There was no one among the nobles to drive as well as Geoffrey could—certainly no one who could keep up with him at night, in country he knew. He could probably depend on that much.

He lit the carbide lamp over the panel.

Geoffrey looked at the crest worked into the metal, and laughed. He had even managed to steal Dugald's tankette.


By morning, they were a good fifty miles away from where the battle had been fought. They were almost as far as the Delaware River, and the ground was broken into low hills, each a little higher than the last. Geoffrey had only been this far away from his home a few times, before his father's death, and then never in this direction. Civilization was not considered to extend this far inland. When a young man went on his travels, preparatory for the day when he inherited his father's holdings and settled down to maintain them, he went along the coast, perhaps as far as Philadelphia or Hartford.

Geoffrey had always had a lively interest in strange surroundings. He had regretted the day his journeyings came to an end—not that he hadn't regretted his father's passing even more. Now, as dawn came up behind them, he could not help turning his head from side to side and looking at the strangely humped land, seeing for the first time a horizon which was not flat. He found himself intrigued by the thought that he had no way of knowing what lay beyond the next hill—that he would have to travel, and keep traveling, to satisfy a perpetually renewed curiosity.

All this occupied one part of his mind. Simultaneously, he wondered how much farther they'd travel in this vehicle. The huge sixteen-cylinder in-line engine was by now delivering about one-fourth of its rated fifty horsepower, with a good half of its spark plugs hopelessly fouled and the carburetor choked by the dust of yesterday's battle.

They were very low on shot and powder charges for the two-pounder turret cannon, as well. The tankette had of course never been serviced after the battle. There was one good thing—neither had their pursuers'. Looking back, Geoffrey could see no sign of them. But he could also see the plain imprint of the tankette's steel cleats stretched out behind them in a betraying line. The rigid, unsprung track left its mark on hard stone as easily as it did in soft earth. The wonder was that the tracks had not quite worn themselves out as yet, though all the rivets were badly strained and the tankette sounded like a barrel of stones tumbling downhill.

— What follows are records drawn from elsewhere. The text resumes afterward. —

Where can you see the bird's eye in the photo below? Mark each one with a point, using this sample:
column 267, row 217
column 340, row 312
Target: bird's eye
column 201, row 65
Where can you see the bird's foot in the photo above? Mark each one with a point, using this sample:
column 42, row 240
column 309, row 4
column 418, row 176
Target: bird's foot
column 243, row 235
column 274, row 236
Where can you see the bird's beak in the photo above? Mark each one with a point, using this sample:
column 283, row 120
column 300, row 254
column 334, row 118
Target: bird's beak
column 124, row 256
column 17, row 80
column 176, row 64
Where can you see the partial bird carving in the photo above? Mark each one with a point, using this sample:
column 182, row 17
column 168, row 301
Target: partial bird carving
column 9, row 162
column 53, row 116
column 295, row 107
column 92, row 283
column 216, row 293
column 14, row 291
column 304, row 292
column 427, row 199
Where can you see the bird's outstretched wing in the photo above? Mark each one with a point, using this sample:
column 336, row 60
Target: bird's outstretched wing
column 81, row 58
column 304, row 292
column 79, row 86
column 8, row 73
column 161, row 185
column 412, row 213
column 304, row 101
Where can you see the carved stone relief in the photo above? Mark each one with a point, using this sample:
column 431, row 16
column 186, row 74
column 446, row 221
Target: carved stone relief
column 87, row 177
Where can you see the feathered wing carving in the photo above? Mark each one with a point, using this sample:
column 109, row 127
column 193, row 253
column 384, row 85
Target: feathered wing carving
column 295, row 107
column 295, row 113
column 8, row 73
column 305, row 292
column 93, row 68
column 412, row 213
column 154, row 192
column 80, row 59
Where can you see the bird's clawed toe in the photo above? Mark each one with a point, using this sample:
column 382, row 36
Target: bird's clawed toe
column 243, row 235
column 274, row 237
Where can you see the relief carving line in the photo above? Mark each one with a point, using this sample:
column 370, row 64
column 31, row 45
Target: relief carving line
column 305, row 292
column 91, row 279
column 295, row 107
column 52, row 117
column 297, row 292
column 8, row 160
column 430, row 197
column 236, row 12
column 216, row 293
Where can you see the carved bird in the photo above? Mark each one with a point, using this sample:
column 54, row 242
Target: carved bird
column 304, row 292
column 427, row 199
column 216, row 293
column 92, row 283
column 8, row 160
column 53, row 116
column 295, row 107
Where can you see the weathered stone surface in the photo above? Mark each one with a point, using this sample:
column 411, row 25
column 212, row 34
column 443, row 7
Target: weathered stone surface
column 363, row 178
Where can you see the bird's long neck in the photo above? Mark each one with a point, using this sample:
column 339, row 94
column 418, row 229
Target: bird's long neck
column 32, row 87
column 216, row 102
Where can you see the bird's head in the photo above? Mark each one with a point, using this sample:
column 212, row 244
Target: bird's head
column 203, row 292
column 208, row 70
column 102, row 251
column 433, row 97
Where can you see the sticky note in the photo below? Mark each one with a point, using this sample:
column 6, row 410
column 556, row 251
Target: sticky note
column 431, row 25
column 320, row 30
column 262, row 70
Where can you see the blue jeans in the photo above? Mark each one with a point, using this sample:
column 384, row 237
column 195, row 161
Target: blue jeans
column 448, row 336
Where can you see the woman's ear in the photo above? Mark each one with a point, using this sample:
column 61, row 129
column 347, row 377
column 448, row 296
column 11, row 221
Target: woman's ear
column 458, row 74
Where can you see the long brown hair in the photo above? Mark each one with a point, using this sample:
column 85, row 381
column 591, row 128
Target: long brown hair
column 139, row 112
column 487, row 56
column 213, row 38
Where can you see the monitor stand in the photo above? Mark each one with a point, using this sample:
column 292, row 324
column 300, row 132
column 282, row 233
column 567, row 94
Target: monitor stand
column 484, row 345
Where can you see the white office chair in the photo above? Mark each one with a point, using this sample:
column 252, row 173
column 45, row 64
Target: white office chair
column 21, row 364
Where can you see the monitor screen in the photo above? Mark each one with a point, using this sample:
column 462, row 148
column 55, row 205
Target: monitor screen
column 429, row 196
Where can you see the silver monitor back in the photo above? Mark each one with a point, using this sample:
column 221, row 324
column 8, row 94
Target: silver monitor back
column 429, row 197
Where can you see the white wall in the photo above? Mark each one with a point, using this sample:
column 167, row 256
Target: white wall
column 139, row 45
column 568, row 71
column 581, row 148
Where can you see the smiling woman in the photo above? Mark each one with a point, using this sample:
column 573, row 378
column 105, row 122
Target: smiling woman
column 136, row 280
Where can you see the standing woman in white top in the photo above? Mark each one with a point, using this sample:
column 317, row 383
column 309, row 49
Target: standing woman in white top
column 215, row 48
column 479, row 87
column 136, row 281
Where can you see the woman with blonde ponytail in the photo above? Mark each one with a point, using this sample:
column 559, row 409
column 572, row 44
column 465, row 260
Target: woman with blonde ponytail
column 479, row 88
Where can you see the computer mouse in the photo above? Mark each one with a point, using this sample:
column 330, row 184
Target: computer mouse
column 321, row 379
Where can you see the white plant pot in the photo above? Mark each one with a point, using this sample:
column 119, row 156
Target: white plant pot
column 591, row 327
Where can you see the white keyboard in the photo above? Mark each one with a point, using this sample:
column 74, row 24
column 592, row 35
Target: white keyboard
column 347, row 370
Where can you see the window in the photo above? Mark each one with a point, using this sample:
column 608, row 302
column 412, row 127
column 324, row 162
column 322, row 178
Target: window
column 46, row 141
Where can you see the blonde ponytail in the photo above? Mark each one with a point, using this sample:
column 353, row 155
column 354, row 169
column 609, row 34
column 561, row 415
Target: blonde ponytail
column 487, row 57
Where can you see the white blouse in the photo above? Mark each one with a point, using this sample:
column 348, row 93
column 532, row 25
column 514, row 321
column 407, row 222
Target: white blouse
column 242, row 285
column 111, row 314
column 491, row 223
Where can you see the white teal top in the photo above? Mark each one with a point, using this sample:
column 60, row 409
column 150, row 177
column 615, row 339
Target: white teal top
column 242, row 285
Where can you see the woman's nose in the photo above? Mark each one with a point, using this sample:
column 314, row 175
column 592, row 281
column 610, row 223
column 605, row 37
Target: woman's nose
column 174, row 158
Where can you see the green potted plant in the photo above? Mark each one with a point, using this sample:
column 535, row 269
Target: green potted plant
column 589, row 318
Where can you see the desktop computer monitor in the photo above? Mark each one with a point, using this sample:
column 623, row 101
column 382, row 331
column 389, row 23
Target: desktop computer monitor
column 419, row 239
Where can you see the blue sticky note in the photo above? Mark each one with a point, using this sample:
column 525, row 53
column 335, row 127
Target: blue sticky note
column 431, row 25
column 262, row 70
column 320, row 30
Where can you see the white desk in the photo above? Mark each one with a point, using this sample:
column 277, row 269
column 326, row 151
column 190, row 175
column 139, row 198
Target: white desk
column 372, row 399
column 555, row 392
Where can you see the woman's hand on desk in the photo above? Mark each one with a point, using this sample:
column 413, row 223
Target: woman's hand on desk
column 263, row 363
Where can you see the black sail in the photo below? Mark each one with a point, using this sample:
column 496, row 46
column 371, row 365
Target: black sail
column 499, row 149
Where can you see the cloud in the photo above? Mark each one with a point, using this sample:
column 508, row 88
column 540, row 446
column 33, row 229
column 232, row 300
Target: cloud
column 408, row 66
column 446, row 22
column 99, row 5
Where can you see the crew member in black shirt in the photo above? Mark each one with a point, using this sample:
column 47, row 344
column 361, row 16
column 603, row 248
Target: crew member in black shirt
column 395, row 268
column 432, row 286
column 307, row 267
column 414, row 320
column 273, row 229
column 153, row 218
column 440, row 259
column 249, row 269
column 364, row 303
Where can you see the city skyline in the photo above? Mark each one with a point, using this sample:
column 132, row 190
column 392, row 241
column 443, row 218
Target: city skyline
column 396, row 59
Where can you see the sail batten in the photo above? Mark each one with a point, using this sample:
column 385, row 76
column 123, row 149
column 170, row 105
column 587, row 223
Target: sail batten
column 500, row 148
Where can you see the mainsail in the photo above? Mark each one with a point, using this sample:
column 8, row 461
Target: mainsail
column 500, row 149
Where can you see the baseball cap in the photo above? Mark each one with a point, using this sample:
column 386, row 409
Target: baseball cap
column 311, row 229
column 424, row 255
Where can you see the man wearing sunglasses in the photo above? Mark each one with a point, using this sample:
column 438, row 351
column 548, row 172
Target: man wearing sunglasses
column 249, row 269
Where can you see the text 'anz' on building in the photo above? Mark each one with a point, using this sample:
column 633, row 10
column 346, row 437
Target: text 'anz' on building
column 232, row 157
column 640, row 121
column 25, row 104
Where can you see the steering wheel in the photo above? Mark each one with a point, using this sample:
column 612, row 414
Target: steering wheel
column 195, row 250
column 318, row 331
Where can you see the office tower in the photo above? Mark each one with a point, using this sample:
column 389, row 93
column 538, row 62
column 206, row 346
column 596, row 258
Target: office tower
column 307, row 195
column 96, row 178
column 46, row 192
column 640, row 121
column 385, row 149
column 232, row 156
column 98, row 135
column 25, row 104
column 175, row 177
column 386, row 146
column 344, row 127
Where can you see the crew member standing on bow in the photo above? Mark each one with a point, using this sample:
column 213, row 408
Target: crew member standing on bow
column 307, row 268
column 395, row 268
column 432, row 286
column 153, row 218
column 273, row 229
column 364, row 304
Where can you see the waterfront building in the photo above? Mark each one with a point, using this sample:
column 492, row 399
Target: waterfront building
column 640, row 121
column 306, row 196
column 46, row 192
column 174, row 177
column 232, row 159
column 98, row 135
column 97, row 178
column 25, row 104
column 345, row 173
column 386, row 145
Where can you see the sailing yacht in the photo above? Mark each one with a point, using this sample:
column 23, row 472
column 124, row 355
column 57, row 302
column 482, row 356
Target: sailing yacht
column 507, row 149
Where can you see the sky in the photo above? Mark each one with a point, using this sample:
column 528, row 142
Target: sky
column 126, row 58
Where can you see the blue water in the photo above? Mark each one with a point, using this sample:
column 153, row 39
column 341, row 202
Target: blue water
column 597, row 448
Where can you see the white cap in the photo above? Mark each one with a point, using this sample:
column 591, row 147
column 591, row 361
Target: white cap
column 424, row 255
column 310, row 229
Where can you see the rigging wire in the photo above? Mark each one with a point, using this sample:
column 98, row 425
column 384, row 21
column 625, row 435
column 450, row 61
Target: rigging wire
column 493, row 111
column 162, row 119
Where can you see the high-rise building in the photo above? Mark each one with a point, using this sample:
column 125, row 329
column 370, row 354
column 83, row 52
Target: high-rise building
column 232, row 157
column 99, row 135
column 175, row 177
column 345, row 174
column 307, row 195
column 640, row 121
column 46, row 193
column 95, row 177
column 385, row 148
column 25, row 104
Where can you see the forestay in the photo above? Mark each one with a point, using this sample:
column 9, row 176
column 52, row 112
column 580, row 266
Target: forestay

The Barbarian had spent the night with one arm thrown over the cannon barrel and the fingers of his other hand hooked over the edge of the turret hatch. In spite of the tankette's vicious jouncing, he had not moved or changed his position. Now he raised one hand to comb the shaggy hair away from his forehead, and there were faint bloody marks on the hatch.

"How much farther until we're over the mountains?" Geoffrey asked him.